Dessen Kumpel Dr. Cory steht übrigens die ganze Zeit nur im Hintergrund rum und macht nix. Wahrscheinlich ist er nur zum moralischen Support dabei. Vor allem der "Kampf" zwischen Wilbur und Armitage ist an Lächerlichkeit kaum zu überbieten. Beide stehen auf einer Treppe und brüllen sich Nonsens entgegen. Wilbur sagt die ganze Zeit Yog-Sototh (eine weitere Göttergestalt aus Lovecrafts Geschichten), was eine andere Frage aufwirft. Wozu brauchte er eigentlich unbedingt das Necronomicon? Im späteren Verlauf des Films hat er es aus der Bibliothek gestohlen, aber selbst danach ist alles was er sagt Yog-Sototh (was er übrigesn Jogsotoss ausspricht). Also wozu das Buch? Genauso lächerlich ist die Geste, bei der er sich die die Fäuste so an den Kopf hält, dass seine Ringe ein zweites Augenpaar bilden sollen. Besonders in der Szene auf der Treppe mit wehendem Umhang sieht er aus, als würde er gleich anfangen mit den Armen zu wackeln und los fliegen.
Der letzte Punkt, der mir sauer aufgestoßen ist, ist die einfach nichts sagende, komplett deplaziert wirkende und unstimmige Musik, von der ich glaube, dass den ganzen Film immer nur ein und derselbe Track gespielt wurde. Ich kann nicht bestreiten, dass Voodoo Child nicht auch seine guten Momente und Ideen hatte. Leider davon aber viel zu wenig und alle erst in den letzten 15-20 Minuten. Der visuelle Style passt zwar überhaupt nicht zu Lovecraft, aber hätte in einem anderen Film mit interessanterer Geschichte und Figuren funktionieren können.
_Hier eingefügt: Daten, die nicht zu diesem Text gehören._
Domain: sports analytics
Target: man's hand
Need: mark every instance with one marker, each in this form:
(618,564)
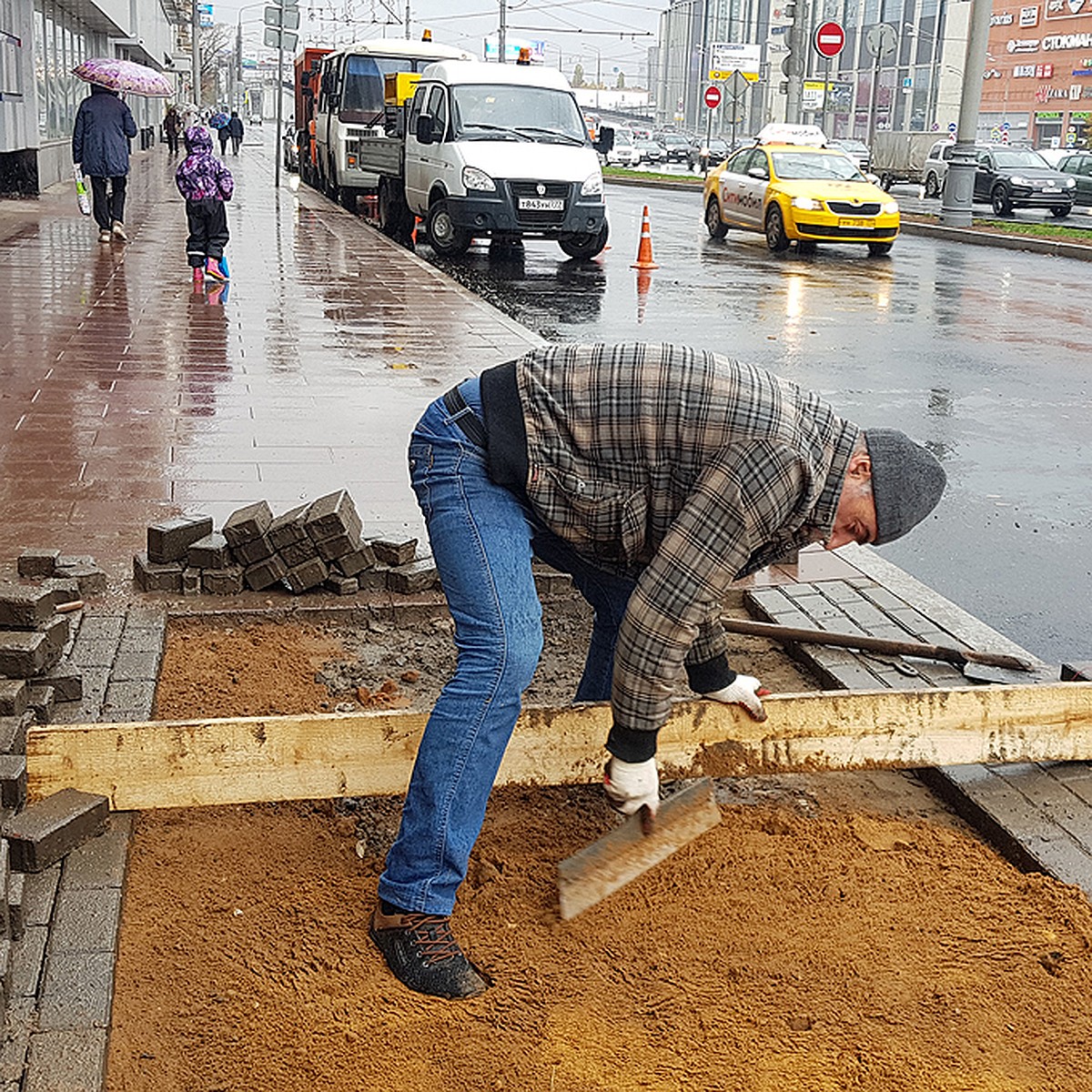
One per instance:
(629,785)
(746,691)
Auch wie das Wasser im Fluss zurück fließt war ganz nett, aber solche Momente gab es hier einfach viel zu wenig. Was schade ist. Haller hat mit Die, Monster, Die! gezeigt, dass er in der Lage ist einen stimmigen Gruselfilm zu drehen und auch hier sind Ansätze davon zu erkennen, doch wenn man weißt, dass er in seiner ganzen Karriere gerade einmal für acht Filme verantwortlich war, fragt man sich, ob dieser vielleicht nicht nur ein Zufallstreffer gewesen ist. Nach The Dunwich Horror sollte es jedenfalls 8 Jahre dauern, bis man ihm wieder einen Film anvertraute (Buck Rogers von 1979) und ganze 15 bis sich wieder jemand an die Umsetzung einer Geschichte von Lovecraft trauen sollte (Stuart Gordan 1985 mit Re-Animator) und das ist kein großes Wunder. Immerhin ist er die mit Abstand schlechteste Lovecraftadaption, die mir zu Gesicht gekommen ist und ich habe fast 2 Dutzend davon gesehen. Weil kleine Qualitäten noch zu erkennen sind und die lächerlichen Stellen ihn fast schon wieder unterhaltsam machen: 3 von 10 Punkten.